Tetapi apapun yang telah menunggu di depan, itu bukan wewenang kita kan, Ba? Kata Bapak, manusia boleh merencanakan, tetapi Allah yang menentukan. Asal kita mendahulukan kepentingan Allah, maka Allah akan mencukupi kebutuhan kita.
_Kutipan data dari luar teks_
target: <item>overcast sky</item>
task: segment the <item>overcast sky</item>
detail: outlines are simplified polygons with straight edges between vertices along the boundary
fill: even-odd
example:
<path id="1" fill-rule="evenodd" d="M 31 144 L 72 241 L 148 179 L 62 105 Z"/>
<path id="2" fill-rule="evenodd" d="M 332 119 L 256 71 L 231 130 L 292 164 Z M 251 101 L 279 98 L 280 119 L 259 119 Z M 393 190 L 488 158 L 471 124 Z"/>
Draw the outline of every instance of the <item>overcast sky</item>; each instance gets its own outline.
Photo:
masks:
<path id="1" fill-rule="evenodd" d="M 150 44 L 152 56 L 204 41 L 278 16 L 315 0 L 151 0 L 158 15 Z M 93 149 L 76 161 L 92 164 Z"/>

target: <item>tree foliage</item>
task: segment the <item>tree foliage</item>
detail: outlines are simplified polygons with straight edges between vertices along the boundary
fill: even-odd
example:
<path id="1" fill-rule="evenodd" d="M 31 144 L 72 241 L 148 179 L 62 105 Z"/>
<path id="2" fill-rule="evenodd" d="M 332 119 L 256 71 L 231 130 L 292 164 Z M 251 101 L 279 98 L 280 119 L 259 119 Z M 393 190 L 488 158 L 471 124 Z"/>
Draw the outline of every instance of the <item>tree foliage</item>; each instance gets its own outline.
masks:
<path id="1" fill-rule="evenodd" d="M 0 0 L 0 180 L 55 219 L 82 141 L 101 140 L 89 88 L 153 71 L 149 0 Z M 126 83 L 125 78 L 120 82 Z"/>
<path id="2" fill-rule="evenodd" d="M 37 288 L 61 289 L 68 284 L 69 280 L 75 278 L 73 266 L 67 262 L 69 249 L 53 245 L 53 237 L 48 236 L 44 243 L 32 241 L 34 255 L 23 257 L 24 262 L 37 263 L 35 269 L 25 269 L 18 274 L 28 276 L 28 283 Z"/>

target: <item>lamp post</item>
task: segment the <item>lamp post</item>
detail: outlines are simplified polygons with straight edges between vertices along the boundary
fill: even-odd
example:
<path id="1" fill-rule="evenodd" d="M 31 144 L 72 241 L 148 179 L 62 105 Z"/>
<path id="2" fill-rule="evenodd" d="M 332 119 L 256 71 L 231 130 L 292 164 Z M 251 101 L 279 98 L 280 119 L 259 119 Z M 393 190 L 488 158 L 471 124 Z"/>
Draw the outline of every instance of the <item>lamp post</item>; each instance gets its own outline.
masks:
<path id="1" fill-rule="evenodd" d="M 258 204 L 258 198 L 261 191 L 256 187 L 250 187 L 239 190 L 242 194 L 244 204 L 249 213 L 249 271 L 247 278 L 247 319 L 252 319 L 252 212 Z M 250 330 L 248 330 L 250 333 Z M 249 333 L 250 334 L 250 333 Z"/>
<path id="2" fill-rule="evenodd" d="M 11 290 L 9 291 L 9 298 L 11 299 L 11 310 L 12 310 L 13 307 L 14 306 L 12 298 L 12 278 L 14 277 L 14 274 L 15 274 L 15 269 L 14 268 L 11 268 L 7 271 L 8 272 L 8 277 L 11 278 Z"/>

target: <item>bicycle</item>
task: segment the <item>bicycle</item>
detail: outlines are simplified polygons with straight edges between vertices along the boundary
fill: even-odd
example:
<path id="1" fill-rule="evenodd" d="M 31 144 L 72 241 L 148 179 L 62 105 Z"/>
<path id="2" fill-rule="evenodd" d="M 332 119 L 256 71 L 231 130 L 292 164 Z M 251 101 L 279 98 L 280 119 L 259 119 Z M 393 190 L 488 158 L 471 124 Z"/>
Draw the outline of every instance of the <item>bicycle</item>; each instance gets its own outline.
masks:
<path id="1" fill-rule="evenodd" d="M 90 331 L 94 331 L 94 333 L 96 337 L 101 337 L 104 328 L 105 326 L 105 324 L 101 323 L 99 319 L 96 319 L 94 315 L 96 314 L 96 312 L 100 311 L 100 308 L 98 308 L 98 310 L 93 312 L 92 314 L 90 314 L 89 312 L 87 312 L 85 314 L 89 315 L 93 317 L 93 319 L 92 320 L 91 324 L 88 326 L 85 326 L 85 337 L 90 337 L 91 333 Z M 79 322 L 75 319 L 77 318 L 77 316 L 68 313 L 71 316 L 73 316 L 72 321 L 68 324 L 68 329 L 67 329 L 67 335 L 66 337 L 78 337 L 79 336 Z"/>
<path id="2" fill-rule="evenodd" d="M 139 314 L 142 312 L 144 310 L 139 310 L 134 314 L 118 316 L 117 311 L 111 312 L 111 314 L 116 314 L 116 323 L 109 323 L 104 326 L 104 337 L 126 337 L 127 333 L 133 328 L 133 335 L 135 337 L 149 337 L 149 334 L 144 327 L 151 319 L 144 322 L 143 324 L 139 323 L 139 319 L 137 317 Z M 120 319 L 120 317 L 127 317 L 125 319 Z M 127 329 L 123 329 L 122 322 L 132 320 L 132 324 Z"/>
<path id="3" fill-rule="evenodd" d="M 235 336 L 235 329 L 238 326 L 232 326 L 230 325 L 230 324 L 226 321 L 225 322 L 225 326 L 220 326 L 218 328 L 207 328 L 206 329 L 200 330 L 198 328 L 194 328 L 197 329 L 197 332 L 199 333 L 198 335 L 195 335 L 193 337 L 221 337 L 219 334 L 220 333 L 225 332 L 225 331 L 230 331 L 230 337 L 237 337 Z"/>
Dan kau tahu kan, Ba? untuk sampai ke tahap mendahulukan kepentingan Allah - rasanya masih perlu banyak latihan. Mungkin pelan-pelan. Sambil berjalan. Kita bisa mulai belajar memaafkan dan mengikhlaskan dulu. Nanti naik tingkat lagi. Karena terkadang, kita sudah cukup menguasai konsep, tetap praktik - entah kenapa tidak juga bisa dilakukan. Apakah yang seperti itu cuma aku? atau kecenderungan manusia memang begitu?

Entahlah.

Mari kita berdoa saja, semoga kita selalu dianugerahi kemampuan untuk istiqomah dalam kebaikan. Semoga hati kita cukup lapang, untuk dapat senantiasa memaafkan. Dan semoga, kita diberi rizqi teman-teman yang baik, yang bisa saling mengingatkan dalam ketaqwaan. Aamiin.